Imaginerait-on un francophone unilingue à la Cour suprême, sous prétexte qu'il existe un excellent service de traduction? Évidemment non. Faudrait-il un interprète chaque fois que les juges se rencontrent? Si on ne se pose pas la question, c'est qu'on tient pour acquis que tous les juges maîtrisent l'anglais.
Quelqu'un, quelque part (le premier ministre), doit envoyer le message que pour certaines hautes fonctions de l'État fédéral, la connaissance des deux langues officielles fait partie de la liste des compétences de base, et non pas seulement des hobbies.
Pendant qu'on parle de langue, étonnamment, presque personne ne parle du processus de sélection et de confirmation des candidatures.
Jusqu'ici, le ministre de la Justice s'est contenté de dire qu'il sera "ouvert et transparent". Mais il n'a pas confirmé qu'il reprendra le modèle créé par Irwin Cotler, au moment de remplacer le juge Major: le ministre, après consultations, avait soumis une liste d'un maximum de huit noms (six, en fait) à un comité formé de parlementaires et d'experts, qui en avait retenu trois. Au moment de choisir le candidat dans cette courte liste, le gouvernement avait changé, et les conservateurs avaient nommé Marshall Rothstein, à même cette liste. Jamais le processus n'avait été si transparent.

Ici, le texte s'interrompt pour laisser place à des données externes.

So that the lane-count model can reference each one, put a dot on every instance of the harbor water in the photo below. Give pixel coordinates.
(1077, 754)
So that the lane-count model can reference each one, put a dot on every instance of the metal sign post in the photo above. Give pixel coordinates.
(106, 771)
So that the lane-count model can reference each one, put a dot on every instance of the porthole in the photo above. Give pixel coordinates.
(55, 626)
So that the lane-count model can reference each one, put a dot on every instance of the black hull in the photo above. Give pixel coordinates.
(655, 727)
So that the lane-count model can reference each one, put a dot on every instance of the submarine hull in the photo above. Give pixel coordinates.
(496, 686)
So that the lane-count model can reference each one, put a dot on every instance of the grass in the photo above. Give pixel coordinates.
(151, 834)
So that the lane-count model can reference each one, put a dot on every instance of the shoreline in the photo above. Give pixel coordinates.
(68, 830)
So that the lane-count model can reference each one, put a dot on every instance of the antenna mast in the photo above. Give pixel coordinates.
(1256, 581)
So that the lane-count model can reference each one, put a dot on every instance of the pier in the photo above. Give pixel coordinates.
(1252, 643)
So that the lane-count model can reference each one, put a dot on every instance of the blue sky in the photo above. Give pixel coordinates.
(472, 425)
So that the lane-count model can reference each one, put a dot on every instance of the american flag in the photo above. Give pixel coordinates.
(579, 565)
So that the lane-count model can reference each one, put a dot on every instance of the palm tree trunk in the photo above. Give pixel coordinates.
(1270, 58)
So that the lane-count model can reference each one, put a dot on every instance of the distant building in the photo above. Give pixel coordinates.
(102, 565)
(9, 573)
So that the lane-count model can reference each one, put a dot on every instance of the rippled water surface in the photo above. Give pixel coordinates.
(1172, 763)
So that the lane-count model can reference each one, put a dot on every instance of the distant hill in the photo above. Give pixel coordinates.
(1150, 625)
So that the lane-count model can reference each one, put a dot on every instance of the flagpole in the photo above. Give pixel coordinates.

Autre première: une fois le candidat désigné, on l'a soumis à un interrogatoire devant un comité parlementaire. Le juge Rothstein s'était très bien tiré d'affaires, affichant un bon sens, une assurance dans sa compétence et un bon sens de l'humour. Les députés, de leur côté, avaient travaillé avec sérieux. Les craintes de dérives "à l'américaine", évoquées par le milieu juridique, ne se sont pas matérialisées. En fait, la crédibilité du processus a été renforcée.
Il devient évident qu'en 2008, même si les conservateurs ne l'ont pas confirmé, ces deux premières sont un minimum: on ne peut plus faire l'économie de cet exercice de transparence pour choisir des gens qui ont un impact si important sur la société canadienne.